This summer, Adamson, who was ultimately defrocked and now resides in Rochester, Minn., was deposed once again by Anderson. He has admitted to sexually abusing more than a dozen boys at various parishes from shortly after he was ordained in the late 1950s through the early 1980s.
In the videotaped deposition, Adamson is shown sipping a diet soda as he nonchalantly acknowledges molesting kids.
"I looked at it more as a sin than a crime," Adamson said, pretty much echoing how the church has until recently looked upon such misconduct by its priests.
AT LAST, HEARTFELT EMBRACES
But Monday was a day to look forward instead of backward.
Anderson, flanked by Cozzens, Lachowitzer, two survivors and others, spoke about a 17-point child protection plan the church has pledged to follow. It essentially ranges from notifying law enforcement when an allegation is made to continuing a church policy "prohibiting employees and volunteers from being alone with any unrelated minor while serving as an employee or volunteer of the archdiocese or a parish, subject to common sense exceptions."
Cozzens publicly apologized on behalf of the church. Lachowitzer, whom several insiders and outsiders credit with bringing a reformist streak to the issue of clergy abuse when he assumed his post in November, spoke about the church's renewed commitment to healing and to justice.
"I invite all of us to work together, to be the eyes and be the ears and the voices for the safety of all of our children wherever they may be," he said. "I pray that the darkness of the past be overcome by the light of this new day."

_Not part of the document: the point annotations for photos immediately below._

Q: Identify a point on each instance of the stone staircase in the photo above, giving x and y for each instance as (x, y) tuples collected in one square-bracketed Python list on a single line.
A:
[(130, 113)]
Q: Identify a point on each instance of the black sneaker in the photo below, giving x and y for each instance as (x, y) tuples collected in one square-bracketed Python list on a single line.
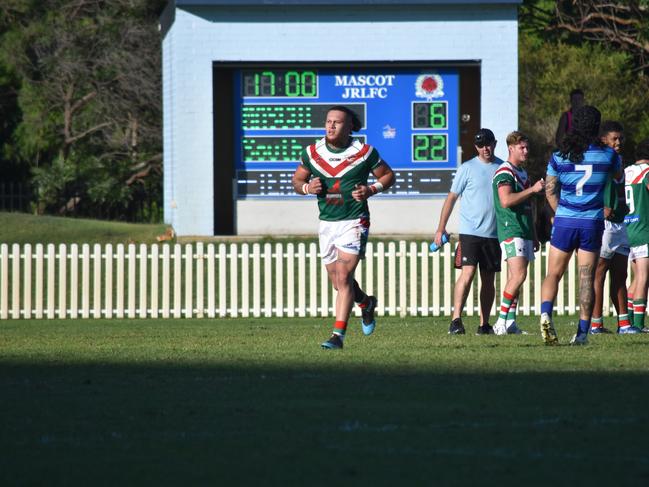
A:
[(485, 329), (334, 343), (456, 328)]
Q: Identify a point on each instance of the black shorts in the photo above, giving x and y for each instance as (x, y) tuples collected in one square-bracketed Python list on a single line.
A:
[(479, 251)]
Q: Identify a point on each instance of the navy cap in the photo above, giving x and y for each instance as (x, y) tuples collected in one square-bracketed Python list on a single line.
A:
[(484, 137)]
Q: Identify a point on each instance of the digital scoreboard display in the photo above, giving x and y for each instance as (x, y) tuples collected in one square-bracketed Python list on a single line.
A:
[(410, 115)]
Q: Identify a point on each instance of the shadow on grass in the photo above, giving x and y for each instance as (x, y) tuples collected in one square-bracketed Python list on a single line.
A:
[(218, 425)]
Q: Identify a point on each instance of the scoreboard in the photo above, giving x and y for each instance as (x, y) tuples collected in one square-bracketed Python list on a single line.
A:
[(410, 115)]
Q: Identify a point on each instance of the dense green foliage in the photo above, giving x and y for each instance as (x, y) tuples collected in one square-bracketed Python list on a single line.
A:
[(256, 401), (553, 61), (81, 81)]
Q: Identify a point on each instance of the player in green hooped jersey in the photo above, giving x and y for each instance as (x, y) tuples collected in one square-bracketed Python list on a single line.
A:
[(336, 169), (636, 185), (515, 226)]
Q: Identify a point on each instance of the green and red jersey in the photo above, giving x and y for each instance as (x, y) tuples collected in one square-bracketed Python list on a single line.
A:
[(636, 177), (515, 221), (340, 170)]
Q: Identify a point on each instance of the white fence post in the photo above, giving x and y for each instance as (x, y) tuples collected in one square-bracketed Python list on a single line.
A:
[(200, 262), (301, 279), (424, 262), (177, 260), (279, 280), (223, 304), (38, 296), (256, 280), (15, 282), (268, 280), (27, 282), (245, 280), (380, 278), (290, 280), (85, 281), (108, 280), (313, 279), (447, 282), (211, 282), (119, 298), (96, 284), (392, 278), (414, 280), (155, 265), (189, 280), (4, 281), (234, 277), (51, 281), (324, 292), (144, 281), (132, 282), (63, 274)]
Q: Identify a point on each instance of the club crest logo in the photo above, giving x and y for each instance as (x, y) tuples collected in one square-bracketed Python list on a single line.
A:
[(429, 86)]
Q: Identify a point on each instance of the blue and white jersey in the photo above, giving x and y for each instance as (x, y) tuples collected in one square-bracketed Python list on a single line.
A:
[(581, 203)]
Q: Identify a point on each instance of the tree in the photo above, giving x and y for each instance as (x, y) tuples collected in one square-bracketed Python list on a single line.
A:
[(622, 26), (89, 96)]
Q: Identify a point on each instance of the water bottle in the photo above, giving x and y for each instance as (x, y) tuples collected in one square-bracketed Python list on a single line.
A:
[(433, 246)]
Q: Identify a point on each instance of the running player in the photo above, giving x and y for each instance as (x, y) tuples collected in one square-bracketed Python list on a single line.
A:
[(336, 169), (637, 222), (615, 244), (575, 181), (516, 232)]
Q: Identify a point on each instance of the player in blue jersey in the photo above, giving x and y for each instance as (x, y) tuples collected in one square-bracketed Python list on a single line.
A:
[(576, 176)]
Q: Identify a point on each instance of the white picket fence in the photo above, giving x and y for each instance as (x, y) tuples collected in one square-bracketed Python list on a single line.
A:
[(237, 280)]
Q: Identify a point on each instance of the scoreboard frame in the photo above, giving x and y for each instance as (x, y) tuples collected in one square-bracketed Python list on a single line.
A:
[(226, 191)]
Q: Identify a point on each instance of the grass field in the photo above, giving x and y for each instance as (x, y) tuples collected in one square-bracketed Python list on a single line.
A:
[(22, 228), (257, 402)]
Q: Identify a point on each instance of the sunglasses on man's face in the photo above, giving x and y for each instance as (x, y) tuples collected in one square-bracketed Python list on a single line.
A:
[(481, 143)]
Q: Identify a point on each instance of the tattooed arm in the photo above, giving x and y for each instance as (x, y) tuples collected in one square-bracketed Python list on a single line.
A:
[(552, 189)]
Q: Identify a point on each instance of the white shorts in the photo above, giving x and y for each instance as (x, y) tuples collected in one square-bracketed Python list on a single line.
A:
[(614, 240), (517, 247), (639, 252), (348, 236)]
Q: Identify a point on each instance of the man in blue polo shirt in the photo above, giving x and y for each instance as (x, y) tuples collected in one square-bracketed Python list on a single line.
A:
[(478, 238), (576, 176)]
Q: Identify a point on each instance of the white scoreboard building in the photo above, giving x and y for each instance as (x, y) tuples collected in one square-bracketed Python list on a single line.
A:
[(246, 85)]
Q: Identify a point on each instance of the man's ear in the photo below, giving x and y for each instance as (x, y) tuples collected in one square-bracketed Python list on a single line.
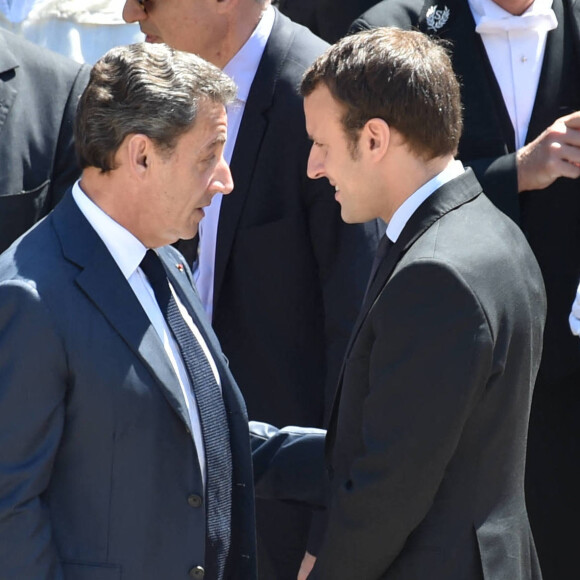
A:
[(223, 6), (375, 138), (139, 149)]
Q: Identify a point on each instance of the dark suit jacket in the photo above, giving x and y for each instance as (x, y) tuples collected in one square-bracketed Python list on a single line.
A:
[(100, 477), (39, 91), (550, 217), (289, 274), (426, 445)]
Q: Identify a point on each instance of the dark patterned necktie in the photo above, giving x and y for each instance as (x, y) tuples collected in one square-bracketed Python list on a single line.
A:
[(213, 417), (382, 250)]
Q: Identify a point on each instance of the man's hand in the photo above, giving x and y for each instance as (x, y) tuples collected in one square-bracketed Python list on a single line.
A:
[(306, 566), (555, 153)]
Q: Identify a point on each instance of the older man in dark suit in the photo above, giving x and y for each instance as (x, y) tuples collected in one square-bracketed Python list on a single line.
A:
[(124, 442), (39, 91), (426, 443), (279, 273), (522, 139)]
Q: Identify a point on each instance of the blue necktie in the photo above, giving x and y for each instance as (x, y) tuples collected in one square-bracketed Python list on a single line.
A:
[(214, 424)]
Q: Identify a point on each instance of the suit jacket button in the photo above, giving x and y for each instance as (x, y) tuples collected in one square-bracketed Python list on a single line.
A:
[(197, 573), (194, 500)]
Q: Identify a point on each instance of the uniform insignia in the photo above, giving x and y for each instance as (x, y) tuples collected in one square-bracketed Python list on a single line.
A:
[(436, 19)]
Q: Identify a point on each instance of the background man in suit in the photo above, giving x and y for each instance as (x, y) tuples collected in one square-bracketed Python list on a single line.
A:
[(279, 273), (426, 443), (522, 139), (39, 91), (124, 442)]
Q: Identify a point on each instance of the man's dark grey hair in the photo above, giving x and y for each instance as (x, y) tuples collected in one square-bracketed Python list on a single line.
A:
[(148, 89)]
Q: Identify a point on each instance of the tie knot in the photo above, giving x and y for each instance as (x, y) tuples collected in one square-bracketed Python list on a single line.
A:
[(383, 247)]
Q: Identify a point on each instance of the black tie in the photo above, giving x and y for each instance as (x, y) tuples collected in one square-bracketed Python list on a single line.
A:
[(214, 424), (382, 250)]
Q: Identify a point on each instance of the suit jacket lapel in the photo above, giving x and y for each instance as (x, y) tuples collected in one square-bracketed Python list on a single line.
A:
[(8, 63), (448, 197), (102, 281), (490, 119), (248, 142)]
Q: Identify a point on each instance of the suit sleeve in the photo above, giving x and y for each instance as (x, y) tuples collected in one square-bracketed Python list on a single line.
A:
[(32, 390), (427, 352), (66, 167)]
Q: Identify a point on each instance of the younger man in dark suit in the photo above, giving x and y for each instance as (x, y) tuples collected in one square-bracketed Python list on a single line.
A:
[(522, 138), (426, 443)]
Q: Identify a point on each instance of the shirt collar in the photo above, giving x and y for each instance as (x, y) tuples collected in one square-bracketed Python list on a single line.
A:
[(243, 66), (410, 205), (126, 249)]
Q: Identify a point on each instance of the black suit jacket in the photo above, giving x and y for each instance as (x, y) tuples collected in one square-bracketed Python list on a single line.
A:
[(39, 91), (550, 217), (289, 274), (426, 444), (100, 477)]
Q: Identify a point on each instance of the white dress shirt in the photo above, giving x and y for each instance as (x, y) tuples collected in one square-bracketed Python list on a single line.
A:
[(515, 46), (242, 69), (410, 205), (128, 252)]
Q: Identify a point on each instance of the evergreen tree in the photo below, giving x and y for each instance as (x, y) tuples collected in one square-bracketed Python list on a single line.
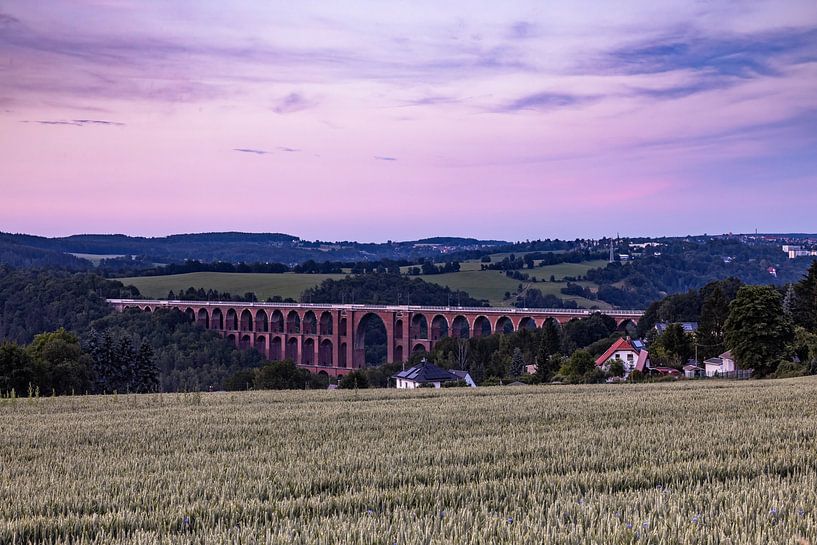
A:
[(676, 343), (714, 312), (789, 301), (517, 363), (757, 331), (147, 374), (805, 304)]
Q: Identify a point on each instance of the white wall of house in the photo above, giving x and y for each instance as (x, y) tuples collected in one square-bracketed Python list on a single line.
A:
[(726, 366), (405, 384), (627, 357)]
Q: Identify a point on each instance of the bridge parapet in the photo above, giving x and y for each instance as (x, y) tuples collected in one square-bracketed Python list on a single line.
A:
[(277, 330)]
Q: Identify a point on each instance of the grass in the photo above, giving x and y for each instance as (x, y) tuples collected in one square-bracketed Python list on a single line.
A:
[(264, 285), (490, 285), (683, 463), (96, 258)]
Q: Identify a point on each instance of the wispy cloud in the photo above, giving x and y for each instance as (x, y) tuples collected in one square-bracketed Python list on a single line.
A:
[(293, 102), (252, 150), (77, 122), (546, 101)]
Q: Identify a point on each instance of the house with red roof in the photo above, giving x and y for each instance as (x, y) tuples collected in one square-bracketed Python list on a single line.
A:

Anderson heaped praise on many present in the room. He thanked Jennifer Haselberger, the former chancellor for canonical affairs who a year ago bared the archdiocese's mishandling of recent priest abuse cases. He praised Charlie Rogers, a lawyer working for the archdiocese who pushed for the settlement and the plan. He praised state Rep. Steve Simon, DFL-Hopkins, who authored the child-victim bill.
But he mostly praised the group of former child abuse survivors in the room, men now in middle age and older who lined up at one point to receive heartfelt handshakes and embraces from Cozzens and Lachowitzer.
"It was your willingness to share your secret, it was your willingness to take action for the sake of other kids that caused ... hundreds of others to come forward," Anderson said.
One of them was Al Michaud, who 37 years ago was abused by another Twin Cities priest.
"This landmark case is truly for the survivors of clergy abuse," he said. "This settlement and this framework give survivors what we have wanted all along: as a way to come forward without being shamed, judged and dismissed, and I hope this is a fresh start for survivors.
"And no longer will we be ridiculed or challenged and beaten down by the church because the church is no longer our enemies," he added. "They are our allies."
He admitted he is skeptical, "but I hope that everything that I am hearing today is true."